TaP vaccine

• Supervision Whenever young children are swimming, playing, or bathing in water, an adult should constantly watch them. This means that the supervising adult should not read, play cards, talk on the phone, mow the lawn, or do any other distracting activity while watching children.

• Buddy up Children should never swim alone or in unsupervised places but should always swim with a buddy.

• Beware of buckets Small children can easily drown in a bucket containing liquid; five-gallon industrial containers are a particular danger. Buckets always should be emptied when household chores are finished.

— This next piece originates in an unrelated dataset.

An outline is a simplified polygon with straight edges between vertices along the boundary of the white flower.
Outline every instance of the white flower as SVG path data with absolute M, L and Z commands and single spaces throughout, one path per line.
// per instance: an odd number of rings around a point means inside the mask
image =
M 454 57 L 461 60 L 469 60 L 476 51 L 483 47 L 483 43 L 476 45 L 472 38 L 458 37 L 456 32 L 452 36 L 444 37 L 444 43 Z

• No alcohol No one should drink alcohol during or just before swimming, boating, or water skiing, and no adults should drink alcohol while supervising children. Teenagers should be taught about the danger of drinking alcohol and swimming, boating, or water skiing.

• Prevent choking To prevent choking, children should never chew gum or eat while swimming, diving, or playing in water.

• Learn to swim Every child over age four should learn to swim, but swimming classes are not recommended for children under age four.

• Learn cardiopulmonary resuscitation (CPR) A sound knowledge of CPR is particularly important for pool owners and individuals who regularly participate in water recreation.

• Beware swimming aids Parents should not use air-filled swimming aids such as water wings in place of life jackets or life preservers with children, because this can give parents and children a false sense of security and increase the risk of drowning.

• Check water depth The American Red Cross recommends nine feet of water as a minimum depth for diving or jumping.